De acordo com o referido dispositivo legal, “são impedidos de exercer a advocacia”, “os membros do Poder Legislativo, em seus diferentes níveis, contra ou a favor das pessoas jurídicas de direito público, empresas públicas, sociedades de economia mista, fundações públicas, entidades paraestatais ou empresas concessionárias ou permissionárias de serviço público”
A respeito do tema, veja ementa desta Turma abaixo:
EXERCÍCIO DA ADVOCACIA - IMPEDIMENTO - ADVOGADO VEREADOR - ASSUNÇÃO DE CARGO DE PRESIDENTE DE COMISSÃO INTERNA DA CÂMARA DE VEREADORES - FUNÇÃO INERENTE AO CARGO - POSSIBILIDADE. Ao tomar posse como vereador, automaticamente o advogado passa a estar impedido de exercer a advocacia contra ou a favor das pessoas jurídicas de direito público, empresas públicas, sociedades de economia mista, fundações públicas, entidades paraestatais ou empresas concessionárias ou permissionárias de serviço público, nos termos do art. 30, I da lei n. 8.904/94 (EOAB).

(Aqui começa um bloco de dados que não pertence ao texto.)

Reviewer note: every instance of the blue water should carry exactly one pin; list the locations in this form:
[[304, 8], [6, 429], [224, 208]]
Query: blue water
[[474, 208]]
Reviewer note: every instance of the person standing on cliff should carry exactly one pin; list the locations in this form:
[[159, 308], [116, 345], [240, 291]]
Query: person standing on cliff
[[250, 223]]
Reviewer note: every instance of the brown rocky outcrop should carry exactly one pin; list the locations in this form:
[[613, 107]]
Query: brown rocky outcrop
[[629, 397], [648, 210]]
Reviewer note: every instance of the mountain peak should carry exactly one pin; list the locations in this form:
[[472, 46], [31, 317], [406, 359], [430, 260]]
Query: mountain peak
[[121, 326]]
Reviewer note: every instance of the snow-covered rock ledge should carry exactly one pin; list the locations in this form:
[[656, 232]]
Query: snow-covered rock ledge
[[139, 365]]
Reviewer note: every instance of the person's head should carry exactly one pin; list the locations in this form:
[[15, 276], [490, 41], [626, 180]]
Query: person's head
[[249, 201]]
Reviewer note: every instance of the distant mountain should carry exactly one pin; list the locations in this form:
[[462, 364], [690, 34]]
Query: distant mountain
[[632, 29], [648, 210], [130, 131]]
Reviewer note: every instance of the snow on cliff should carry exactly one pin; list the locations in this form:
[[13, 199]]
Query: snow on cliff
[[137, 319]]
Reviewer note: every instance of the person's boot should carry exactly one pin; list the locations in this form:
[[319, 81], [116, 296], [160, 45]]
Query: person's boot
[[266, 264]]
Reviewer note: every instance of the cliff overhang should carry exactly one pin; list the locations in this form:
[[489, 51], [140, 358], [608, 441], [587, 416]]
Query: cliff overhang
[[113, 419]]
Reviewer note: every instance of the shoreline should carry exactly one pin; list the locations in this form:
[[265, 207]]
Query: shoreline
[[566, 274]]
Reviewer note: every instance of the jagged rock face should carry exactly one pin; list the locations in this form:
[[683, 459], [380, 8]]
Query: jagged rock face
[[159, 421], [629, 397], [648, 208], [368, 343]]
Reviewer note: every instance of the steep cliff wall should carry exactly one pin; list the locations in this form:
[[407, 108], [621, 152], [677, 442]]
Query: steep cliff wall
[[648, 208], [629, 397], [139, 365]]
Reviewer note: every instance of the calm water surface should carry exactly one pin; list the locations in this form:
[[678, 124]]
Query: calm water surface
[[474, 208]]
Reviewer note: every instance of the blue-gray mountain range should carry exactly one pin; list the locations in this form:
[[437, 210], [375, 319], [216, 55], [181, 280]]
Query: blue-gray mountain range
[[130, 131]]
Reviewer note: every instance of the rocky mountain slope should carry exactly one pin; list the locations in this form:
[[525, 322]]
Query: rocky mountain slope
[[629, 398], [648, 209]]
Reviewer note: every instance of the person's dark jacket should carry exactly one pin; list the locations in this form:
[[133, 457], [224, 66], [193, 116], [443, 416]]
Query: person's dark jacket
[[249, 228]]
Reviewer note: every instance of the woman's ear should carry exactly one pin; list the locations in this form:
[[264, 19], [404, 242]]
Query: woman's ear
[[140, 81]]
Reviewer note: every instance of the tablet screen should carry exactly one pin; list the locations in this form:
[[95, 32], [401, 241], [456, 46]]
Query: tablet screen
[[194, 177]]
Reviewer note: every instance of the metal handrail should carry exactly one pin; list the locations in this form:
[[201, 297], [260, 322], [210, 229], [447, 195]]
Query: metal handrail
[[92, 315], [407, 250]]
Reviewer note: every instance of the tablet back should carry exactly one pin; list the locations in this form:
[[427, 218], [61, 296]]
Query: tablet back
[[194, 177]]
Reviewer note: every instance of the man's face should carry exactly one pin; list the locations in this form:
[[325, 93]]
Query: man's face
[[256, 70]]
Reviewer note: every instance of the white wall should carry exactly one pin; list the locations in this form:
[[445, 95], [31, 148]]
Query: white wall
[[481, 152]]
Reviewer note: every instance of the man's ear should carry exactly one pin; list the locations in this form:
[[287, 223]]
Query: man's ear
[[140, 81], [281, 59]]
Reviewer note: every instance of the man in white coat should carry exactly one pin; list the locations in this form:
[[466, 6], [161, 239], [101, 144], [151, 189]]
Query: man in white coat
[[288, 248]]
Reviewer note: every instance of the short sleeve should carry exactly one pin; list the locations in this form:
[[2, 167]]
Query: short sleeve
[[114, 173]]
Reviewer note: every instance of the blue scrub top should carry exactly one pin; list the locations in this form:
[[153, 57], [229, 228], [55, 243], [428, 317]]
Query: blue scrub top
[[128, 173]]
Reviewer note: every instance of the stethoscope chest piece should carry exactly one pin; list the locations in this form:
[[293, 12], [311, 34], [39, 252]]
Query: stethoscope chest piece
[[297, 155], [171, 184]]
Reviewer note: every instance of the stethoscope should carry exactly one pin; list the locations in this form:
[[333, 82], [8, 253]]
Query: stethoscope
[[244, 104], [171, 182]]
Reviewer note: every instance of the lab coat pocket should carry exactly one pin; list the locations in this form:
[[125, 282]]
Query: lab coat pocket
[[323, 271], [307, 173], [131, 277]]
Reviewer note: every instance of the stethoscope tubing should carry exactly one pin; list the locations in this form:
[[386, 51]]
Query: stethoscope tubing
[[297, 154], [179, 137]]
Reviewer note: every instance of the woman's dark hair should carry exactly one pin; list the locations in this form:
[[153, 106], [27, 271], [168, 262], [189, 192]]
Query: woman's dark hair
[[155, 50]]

Conforme precedentes deste Tribunal, caso o advogado patrocine causas que se enquadrem nas hipóteses acima, deverá notificar os clientes, comunicando-os sobre seu impedimento, devendo ainda substabelecer os poderes a outro advogado desimpedido. No que se refere à assunção de cargo de presidente de comissão interna da Câmara de Vereadores, trata-se de função inerente ao cargo, não havendo, em tese, impedimento ou incompatibilidade. Referidas comissões têm por objetivo elaborar pareceres acerca, por exemplo, da constitucionalidade de determinado projeto de lei, ou do impacto financeiro que causaria ao erário, sendo os pareceres utilizados como embasamento para a aprovação ou não de determinado projeto de lei, que deverá ser normalmente submetido ao processo de votação e aprovação dos demais vereadores. Assim, o presidente da Comissão não possui poder de decisão suficiente para caracterizar a incompatibilidade prevista no art. 28, nem impedimento diverso daquele que já está caracterizado (art. 30, I do EOAB). Proc. E-4.793/2017 - v.u., em 20/04/2017, do parecer e ementa do Rel. Dr. GUILHERME MARTINS MALUFE, Rev. Dra. CRISTIANA CORRÊA CONDE FALDINI- Presidente Dr. PEDRO PAULO WENDEL GASPARINI. (grifos nossos)
A contrario sensu, antes de tomar posse, enquanto apenas candidato a cargo no Poder Legislativo, não se sujeita ao impedimento.
Este o Parecer, que submeto ao Juízo deste Egrégio Colegiado.